Tests Warn Ship-Owners About Possible Shortcomings of IMO-Approved BWTS
DESMI Ocean Guard was the first to conduct ballast water treatment tests with a UV based system in fresh water and during this process they met some unexpected challenges. Their findings offer new information to the ship owners that will soon have to ensure that their vessels are in accordance with IMO regulations.
Ballast Water Treatment is a new topic in the marine world and not much experience has been gathered yet. That became very clear to DESMI Ocean Guard who chose to test their ballast water treatment system not only in saline but also in fresh water. IMO Resolution 174(58) only requires tests in two of three water types, viz.
- Fresh water with salinity lower than 3 ‰,
- Brackish water with salinity between 3-32 ‰
- High-salinity water with salinity above 32 ‰
So far only the last two types have been tested by other companies offering UV-based concepts.
DESMI Ocean Guard decided to test the system in fresh water and brackish water as these water qualities seemed to be more challenging. Additional requirements to silt (non-organic solids) in the test water are outlined in the IMO-Resolution, and this was taken into consideration knowing that ship owners have a natural concern about filters in their ballast water systems. Also, testing the system in fresh water is very relevant since quite a few larger harbours are fresh water harbours either the entire year round like Antwerp, or in some periods of the year like Hamburg and Bremerhaven. The same applies to several Asian harbours that are of strategic importance to A.P. Møller-Maersk. Therefore, a water treatment system that has been approved by IMO, but only tested in salt or brackish water, may unexpectedly deliver unsatisfactory test results.
DESMI Ocean Guard A/S was established by A.P. Moller Maersk A/S, DESMI A/S and Skjølstrup & Grønborg ApS following a successful innovation project carried out by Maersk Maritime Technology, DESMI and Skjølstrup & Grønborg. It was decided to perform the required land-based tests at the accredited test institute in Hundested (Denmark) which is owned and operated by DHI (Danish Hydraulic Institute) whose expertise and assistance were greatly appreciated during the process.
The test water is treated in three steps
- UV radiation
- and ozone generated in-situ by the UV-system
The DESMI Ocean Guard system is very energy-efficient and compact. Maximum observed power consumption of the entire system is 11 kWh/100 m3. This makes it very attractive to ship owners who are very conscious about lack of space and power availability onboard their vessels.
The first tests were carried out in brackish water and the results were compatible with IMO regulations right away. The fresh water tests, however, presented an unexpected outcome. They showed that too many large organisms (over 50 microns) could get through the system. It made specialists wonder, because the filter mesh is 40 microns which was enough to effectively remove organisms larger than 50 microns in brackish water.

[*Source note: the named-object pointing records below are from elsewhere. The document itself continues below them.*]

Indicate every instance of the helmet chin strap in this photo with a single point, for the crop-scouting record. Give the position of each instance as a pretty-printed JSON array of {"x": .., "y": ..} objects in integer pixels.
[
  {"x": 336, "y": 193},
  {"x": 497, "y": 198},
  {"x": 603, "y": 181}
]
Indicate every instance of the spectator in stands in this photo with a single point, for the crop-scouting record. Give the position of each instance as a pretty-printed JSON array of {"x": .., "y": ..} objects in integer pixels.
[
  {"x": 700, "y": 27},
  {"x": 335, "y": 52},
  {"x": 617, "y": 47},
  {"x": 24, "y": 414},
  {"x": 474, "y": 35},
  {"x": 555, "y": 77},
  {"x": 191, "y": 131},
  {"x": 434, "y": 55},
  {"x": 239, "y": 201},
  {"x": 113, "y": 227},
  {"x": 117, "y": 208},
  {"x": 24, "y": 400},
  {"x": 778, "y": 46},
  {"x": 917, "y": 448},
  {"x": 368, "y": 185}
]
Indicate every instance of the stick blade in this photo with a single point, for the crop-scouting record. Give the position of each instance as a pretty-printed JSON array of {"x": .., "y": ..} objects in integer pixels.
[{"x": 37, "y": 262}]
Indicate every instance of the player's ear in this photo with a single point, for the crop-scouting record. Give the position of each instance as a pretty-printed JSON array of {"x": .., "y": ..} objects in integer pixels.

Since no similar tests have been done before, specialists from DESMI Ocean Guard and DHI had to find the answers themselves. It turned out that some fresh water species are much softer than the ones living in waters of higher salinity and could easier squeeze through the tight filters
The IMO regulations are very strict when it comes to larger organisms. Three water samples are taken and the average amount of organisms over 50 microns has to be less than 10 organisms per cubic metre. Whereas when it comes to smaller organisms, it should be less than 10 organisms per millilitre.
DESMI Ocean Guard’s specialists realized that the filter, which in the beginning seemed to be the simplest and least important part of the system, had a huge impact on the success of the test results when it comes to the larger organisms. Right now DESMI Ocean Guard has a patent pending related to the novel way of using the filter. By using the unique DESMI Ocean Guard method, more than 90% of the tests for larger organisms showed 0 viable organisms.
Right now the system is going through the IMO shipboard test onboard the container vessel of Thurø Maersk. The first two out of three required tests have already been successfully completed. The salinity of the water tested aboard Thurø Maersk is high (34 ‰), meaning that the DESMI Ocean Guard Ballast Water Treatment System has right now been successfully tested in all three salinities. At present DESMI Ocean Guard awaits the required 6 months test interval to pass before the final test can be finalized by March 2012. The system will be type-approved shortly after this.